On 3/12/25 10:10 AM, Dmitry Safonov wrote:
Currently, tcp_ao tests have two timeouts: TEST_RETRANSMIT_SEC and TEST_TIMEOUT_SEC [by default 1 and 5 seconds]. The first one, TEST_RETRANSMIT_SEC is used for operations that are expected to succeed in order for a test to pass. It is usually not consumed and exists only to avoid indefinite test run if the operation didn't complete. The second one, TEST_RETRANSMIT_SEC exists for the tests that checking operations, that are expected to fail/timeout. It is shorter as it is fully consumed, with an expectation that if operation didn't succeed during that period, it will timeout. And the related test that expects the timeout is passing. The actual operation failure is then cross-verified by other means like counters checks.
The issue with TEST_RETRANSMIT_SEC timeout is that 1 second is the exact initial TCP timeout. So, in case the initial segment gets lost (quite unlikely on local veth interface between two net namespaces, yet happens in slow VMs), the retransmission never happens and as a result, the test is not actually testing the functionality.
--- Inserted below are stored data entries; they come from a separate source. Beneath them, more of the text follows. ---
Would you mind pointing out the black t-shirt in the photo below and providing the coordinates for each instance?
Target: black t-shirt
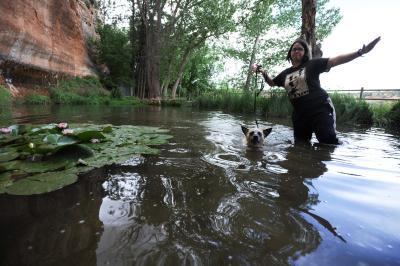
(302, 84)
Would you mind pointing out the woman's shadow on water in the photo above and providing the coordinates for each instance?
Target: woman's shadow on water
(304, 162)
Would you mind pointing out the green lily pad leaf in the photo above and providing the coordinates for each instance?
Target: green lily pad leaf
(8, 155)
(156, 139)
(107, 129)
(52, 138)
(73, 152)
(38, 155)
(8, 166)
(60, 140)
(51, 128)
(88, 135)
(46, 149)
(17, 129)
(41, 183)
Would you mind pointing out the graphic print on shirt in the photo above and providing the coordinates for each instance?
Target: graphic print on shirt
(296, 85)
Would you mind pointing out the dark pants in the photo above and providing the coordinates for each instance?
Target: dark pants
(321, 121)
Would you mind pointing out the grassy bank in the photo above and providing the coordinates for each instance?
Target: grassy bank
(79, 90)
(275, 103)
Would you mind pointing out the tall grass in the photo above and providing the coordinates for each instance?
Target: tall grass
(394, 116)
(275, 103)
(380, 113)
(351, 110)
(229, 100)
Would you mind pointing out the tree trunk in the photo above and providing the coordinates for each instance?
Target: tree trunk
(309, 9)
(184, 61)
(252, 59)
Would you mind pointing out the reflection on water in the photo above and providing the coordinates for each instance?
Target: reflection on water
(208, 199)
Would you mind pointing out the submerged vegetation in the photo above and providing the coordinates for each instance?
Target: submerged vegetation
(44, 158)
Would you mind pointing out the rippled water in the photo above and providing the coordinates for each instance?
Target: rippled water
(208, 200)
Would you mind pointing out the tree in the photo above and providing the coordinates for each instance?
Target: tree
(267, 28)
(167, 34)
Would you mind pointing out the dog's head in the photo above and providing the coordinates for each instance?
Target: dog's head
(255, 136)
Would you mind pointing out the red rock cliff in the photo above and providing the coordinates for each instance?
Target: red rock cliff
(41, 40)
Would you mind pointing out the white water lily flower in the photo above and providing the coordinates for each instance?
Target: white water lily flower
(67, 131)
(5, 130)
(62, 125)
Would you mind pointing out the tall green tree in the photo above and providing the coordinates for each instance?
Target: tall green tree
(167, 33)
(266, 29)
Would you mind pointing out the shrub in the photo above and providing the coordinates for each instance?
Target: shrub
(37, 100)
(351, 110)
(394, 116)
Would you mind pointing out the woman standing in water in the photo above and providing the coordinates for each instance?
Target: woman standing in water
(313, 110)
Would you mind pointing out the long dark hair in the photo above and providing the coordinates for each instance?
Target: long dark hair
(306, 56)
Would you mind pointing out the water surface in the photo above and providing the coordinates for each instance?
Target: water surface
(208, 200)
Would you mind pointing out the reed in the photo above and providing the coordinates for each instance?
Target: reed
(5, 96)
(351, 110)
(394, 116)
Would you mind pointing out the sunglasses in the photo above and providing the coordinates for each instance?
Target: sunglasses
(295, 49)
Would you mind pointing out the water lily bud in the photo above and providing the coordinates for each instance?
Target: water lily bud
(67, 131)
(5, 130)
(62, 125)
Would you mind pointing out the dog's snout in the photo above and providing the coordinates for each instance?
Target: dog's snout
(255, 138)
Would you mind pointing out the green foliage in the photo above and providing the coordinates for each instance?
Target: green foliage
(380, 113)
(41, 159)
(5, 96)
(351, 110)
(125, 101)
(394, 116)
(267, 28)
(116, 52)
(229, 100)
(37, 100)
(86, 90)
(198, 73)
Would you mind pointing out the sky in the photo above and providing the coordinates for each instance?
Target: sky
(363, 21)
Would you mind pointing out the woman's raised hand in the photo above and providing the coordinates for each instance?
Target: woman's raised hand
(366, 48)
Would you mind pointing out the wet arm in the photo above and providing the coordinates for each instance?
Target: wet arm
(341, 59)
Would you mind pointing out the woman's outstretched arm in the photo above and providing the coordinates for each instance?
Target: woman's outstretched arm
(344, 58)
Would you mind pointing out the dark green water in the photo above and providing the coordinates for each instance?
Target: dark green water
(207, 200)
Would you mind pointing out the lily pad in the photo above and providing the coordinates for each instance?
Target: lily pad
(43, 159)
(8, 155)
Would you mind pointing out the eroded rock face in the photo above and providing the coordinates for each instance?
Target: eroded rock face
(41, 40)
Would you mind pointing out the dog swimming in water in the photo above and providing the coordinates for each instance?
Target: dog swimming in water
(254, 137)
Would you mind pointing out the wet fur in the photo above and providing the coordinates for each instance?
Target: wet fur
(254, 137)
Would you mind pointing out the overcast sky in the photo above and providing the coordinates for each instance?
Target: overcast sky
(362, 21)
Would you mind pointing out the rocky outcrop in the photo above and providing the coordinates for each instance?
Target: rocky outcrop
(43, 40)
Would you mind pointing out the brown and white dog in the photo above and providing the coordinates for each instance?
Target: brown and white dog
(254, 137)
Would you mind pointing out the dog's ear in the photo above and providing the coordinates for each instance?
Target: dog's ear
(266, 131)
(245, 130)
Which in the end fails counters checks.
As I want tcp_ao selftests to be fast and finishing in a reasonable amount of time on manual run, I didn't consider increasing TEST_RETRANSMIT_SEC.
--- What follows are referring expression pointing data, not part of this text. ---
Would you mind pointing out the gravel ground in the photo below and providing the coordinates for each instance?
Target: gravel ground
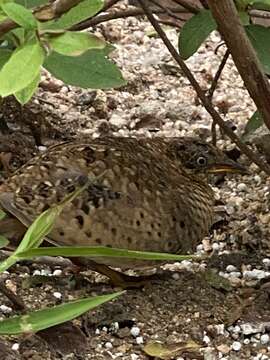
(213, 309)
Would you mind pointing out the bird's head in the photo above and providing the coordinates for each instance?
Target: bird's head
(198, 156)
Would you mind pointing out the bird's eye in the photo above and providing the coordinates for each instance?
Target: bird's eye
(201, 161)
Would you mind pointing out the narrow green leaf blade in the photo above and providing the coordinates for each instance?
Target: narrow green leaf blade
(75, 15)
(253, 123)
(24, 95)
(5, 54)
(73, 43)
(21, 69)
(260, 39)
(20, 15)
(90, 70)
(194, 32)
(100, 251)
(43, 319)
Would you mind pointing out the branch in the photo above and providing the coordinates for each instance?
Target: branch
(117, 15)
(243, 54)
(201, 95)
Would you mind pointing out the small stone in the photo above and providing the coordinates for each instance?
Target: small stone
(236, 346)
(108, 345)
(265, 339)
(57, 295)
(57, 272)
(139, 340)
(5, 309)
(15, 347)
(175, 276)
(135, 331)
(250, 328)
(206, 339)
(223, 348)
(231, 268)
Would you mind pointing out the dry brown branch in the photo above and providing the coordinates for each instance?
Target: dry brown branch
(243, 54)
(201, 95)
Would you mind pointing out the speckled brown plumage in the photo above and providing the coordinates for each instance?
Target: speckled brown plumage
(146, 194)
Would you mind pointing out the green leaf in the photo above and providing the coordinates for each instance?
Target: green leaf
(24, 95)
(4, 56)
(253, 123)
(194, 32)
(20, 15)
(45, 318)
(90, 70)
(31, 3)
(73, 43)
(84, 10)
(2, 214)
(3, 241)
(21, 69)
(260, 39)
(100, 251)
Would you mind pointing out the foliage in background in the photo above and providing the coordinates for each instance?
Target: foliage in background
(77, 58)
(200, 26)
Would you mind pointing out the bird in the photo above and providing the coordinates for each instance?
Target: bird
(144, 194)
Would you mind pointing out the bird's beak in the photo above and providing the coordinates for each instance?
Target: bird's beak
(228, 166)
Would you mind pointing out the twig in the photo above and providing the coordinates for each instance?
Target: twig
(117, 15)
(243, 54)
(13, 298)
(186, 5)
(205, 101)
(217, 75)
(259, 14)
(167, 10)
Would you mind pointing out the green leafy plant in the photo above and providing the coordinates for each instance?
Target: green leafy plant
(77, 58)
(29, 249)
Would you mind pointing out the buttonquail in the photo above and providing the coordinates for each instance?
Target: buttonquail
(144, 194)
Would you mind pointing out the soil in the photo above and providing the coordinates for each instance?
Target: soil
(190, 301)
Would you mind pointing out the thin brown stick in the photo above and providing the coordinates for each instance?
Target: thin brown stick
(217, 75)
(13, 298)
(212, 89)
(166, 10)
(205, 101)
(243, 54)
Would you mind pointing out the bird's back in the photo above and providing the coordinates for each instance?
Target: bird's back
(138, 198)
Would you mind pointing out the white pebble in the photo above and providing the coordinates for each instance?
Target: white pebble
(175, 276)
(206, 339)
(57, 295)
(15, 346)
(135, 331)
(57, 272)
(255, 274)
(242, 187)
(108, 345)
(139, 340)
(266, 262)
(231, 268)
(236, 346)
(265, 339)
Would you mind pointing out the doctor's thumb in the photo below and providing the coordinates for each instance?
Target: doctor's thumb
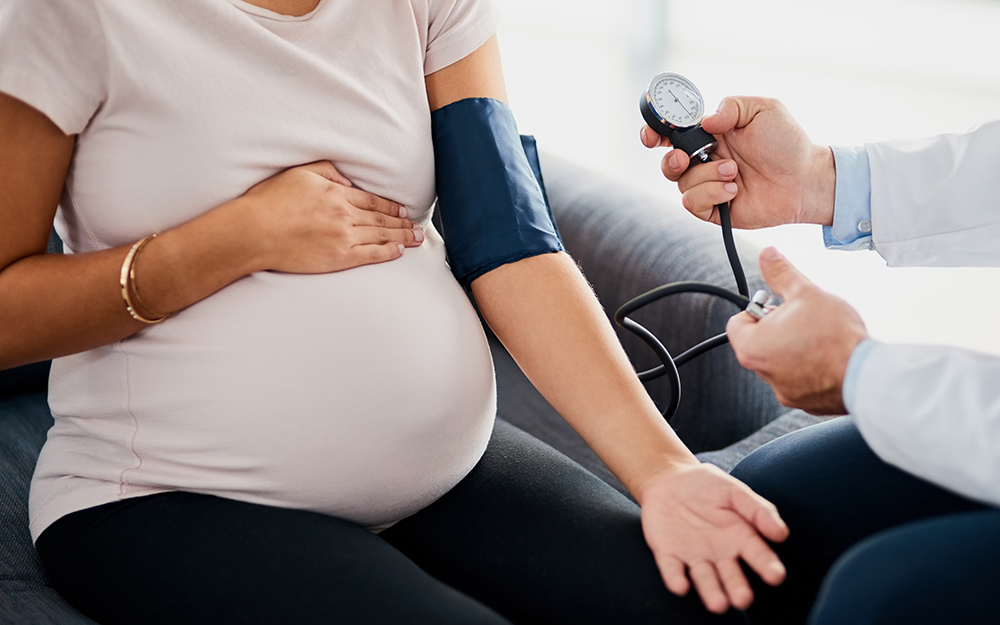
(779, 274)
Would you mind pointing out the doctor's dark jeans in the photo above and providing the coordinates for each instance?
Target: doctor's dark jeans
(870, 544)
(529, 536)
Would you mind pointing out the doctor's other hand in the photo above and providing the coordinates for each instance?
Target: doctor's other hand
(765, 167)
(802, 347)
(700, 523)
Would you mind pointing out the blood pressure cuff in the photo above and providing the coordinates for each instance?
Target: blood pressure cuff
(491, 202)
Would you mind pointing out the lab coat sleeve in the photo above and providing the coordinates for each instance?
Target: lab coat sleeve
(936, 201)
(934, 412)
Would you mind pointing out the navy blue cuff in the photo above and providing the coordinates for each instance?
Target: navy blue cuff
(491, 202)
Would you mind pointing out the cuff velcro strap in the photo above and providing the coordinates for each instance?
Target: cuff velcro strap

Rather, initially, BPF_SOCK_OPS_TIMEOUT_INIT looked promising as a lever to make the initial TCP timeout shorter. But as it's not a socket bpf attached thing, but sock_ops (attaches to cgroups), the selftests would have to use libbpf, which I wanted to avoid if not absolutely required.
Instead, use a mixed select() and counters polling mode with the longer TEST_TIMEOUT_SEC timeout to detect running-away failed tests. It actually not only allows losing segments and succeeding after the previous TEST_RETRANSMIT_SEC timeout was consumed, but makes the tests expecting timeout/failure pass faster.
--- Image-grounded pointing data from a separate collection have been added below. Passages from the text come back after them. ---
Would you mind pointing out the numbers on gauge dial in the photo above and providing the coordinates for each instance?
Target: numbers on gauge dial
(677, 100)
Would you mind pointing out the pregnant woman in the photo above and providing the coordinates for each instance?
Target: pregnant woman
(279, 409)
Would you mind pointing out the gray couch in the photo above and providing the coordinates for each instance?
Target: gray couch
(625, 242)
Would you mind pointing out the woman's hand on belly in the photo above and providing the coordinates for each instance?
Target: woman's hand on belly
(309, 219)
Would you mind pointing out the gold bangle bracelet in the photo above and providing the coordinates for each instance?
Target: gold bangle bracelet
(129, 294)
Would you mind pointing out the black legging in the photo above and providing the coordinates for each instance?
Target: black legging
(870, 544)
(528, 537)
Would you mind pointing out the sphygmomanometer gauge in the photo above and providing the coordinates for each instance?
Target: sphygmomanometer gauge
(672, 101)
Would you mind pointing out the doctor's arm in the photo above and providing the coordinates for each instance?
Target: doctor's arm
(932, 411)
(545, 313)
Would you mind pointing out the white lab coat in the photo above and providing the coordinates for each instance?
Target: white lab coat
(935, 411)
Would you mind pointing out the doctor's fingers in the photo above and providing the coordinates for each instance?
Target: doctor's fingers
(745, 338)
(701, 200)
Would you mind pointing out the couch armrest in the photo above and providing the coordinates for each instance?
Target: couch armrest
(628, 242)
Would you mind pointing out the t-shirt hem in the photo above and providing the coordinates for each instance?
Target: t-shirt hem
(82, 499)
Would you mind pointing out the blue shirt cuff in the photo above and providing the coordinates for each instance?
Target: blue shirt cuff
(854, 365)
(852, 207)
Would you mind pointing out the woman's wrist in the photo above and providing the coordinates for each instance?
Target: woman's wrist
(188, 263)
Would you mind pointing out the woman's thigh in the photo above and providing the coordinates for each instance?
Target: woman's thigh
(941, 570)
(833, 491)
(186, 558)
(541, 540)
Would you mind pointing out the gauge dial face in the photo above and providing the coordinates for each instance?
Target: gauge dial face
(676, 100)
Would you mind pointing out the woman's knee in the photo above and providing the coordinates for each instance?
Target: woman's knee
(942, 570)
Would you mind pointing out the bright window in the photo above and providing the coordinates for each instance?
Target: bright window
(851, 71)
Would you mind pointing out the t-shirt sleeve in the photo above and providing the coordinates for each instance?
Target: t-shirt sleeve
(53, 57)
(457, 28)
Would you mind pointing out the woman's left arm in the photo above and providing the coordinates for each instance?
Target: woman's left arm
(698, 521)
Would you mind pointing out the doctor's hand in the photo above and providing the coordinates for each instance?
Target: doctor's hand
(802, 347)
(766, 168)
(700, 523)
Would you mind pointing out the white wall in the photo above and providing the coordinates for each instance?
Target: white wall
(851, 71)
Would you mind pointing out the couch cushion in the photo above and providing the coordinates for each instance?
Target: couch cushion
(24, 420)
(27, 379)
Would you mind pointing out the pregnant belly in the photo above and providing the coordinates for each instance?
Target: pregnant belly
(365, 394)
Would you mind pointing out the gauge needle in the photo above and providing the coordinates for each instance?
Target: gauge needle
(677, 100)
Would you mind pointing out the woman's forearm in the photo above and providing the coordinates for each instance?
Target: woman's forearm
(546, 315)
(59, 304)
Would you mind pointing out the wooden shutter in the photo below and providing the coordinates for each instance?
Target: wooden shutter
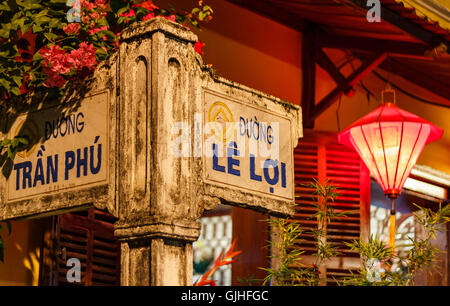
(319, 156)
(88, 236)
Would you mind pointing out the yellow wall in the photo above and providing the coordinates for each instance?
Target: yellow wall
(22, 249)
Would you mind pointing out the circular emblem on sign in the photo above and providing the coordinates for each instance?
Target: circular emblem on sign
(218, 116)
(27, 128)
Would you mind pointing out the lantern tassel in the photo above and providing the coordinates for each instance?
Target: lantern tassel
(392, 228)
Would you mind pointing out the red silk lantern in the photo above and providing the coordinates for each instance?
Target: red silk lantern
(389, 140)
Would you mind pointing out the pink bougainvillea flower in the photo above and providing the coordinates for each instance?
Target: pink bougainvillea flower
(146, 4)
(87, 5)
(171, 18)
(198, 47)
(130, 13)
(54, 79)
(148, 16)
(102, 28)
(95, 15)
(84, 57)
(56, 59)
(72, 28)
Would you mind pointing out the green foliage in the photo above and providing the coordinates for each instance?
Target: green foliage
(380, 265)
(286, 237)
(393, 269)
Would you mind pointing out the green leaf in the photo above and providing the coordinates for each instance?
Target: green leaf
(6, 84)
(37, 28)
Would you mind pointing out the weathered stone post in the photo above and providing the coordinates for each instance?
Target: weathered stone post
(164, 178)
(140, 151)
(157, 192)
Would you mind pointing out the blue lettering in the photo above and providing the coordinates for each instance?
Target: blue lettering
(80, 124)
(283, 175)
(82, 162)
(52, 169)
(231, 151)
(242, 126)
(274, 164)
(39, 173)
(96, 169)
(70, 163)
(253, 175)
(216, 165)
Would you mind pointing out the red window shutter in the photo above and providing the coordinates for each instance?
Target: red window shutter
(319, 156)
(89, 237)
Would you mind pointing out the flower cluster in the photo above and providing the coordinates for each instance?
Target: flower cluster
(60, 65)
(41, 49)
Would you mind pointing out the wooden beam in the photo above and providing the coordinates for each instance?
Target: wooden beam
(421, 78)
(327, 64)
(308, 77)
(403, 24)
(351, 81)
(326, 40)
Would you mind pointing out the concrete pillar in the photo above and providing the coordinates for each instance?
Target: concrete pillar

The only test case taking longer (TEST_TIMEOUT_SEC) now is connect-deny "wrong snd id", which checks for no key on SYN-ACK for which there is no counter in the kernel (see tcp_make_synack()). Yet it can be speed up by poking skpair from the trace event (see trace_tcp_ao_synack_no_key).
Reported-by: Jakub Kicinski kuba@kernel.org Closes: https://lore.kernel.org/netdev/20241205070656.6ef344d7@kernel.org/ Signed-off-by: Dmitry Safonov 0x7f454c46@gmail.com
Could you please provide a suitable Fixes tag here?
Also given a good slices of the patches here are refactor, I think the whole series could land on net-next - so that we avoid putting a bit of stuff in the last 6.14-net PR - WDYT?
Thanks,
Paolo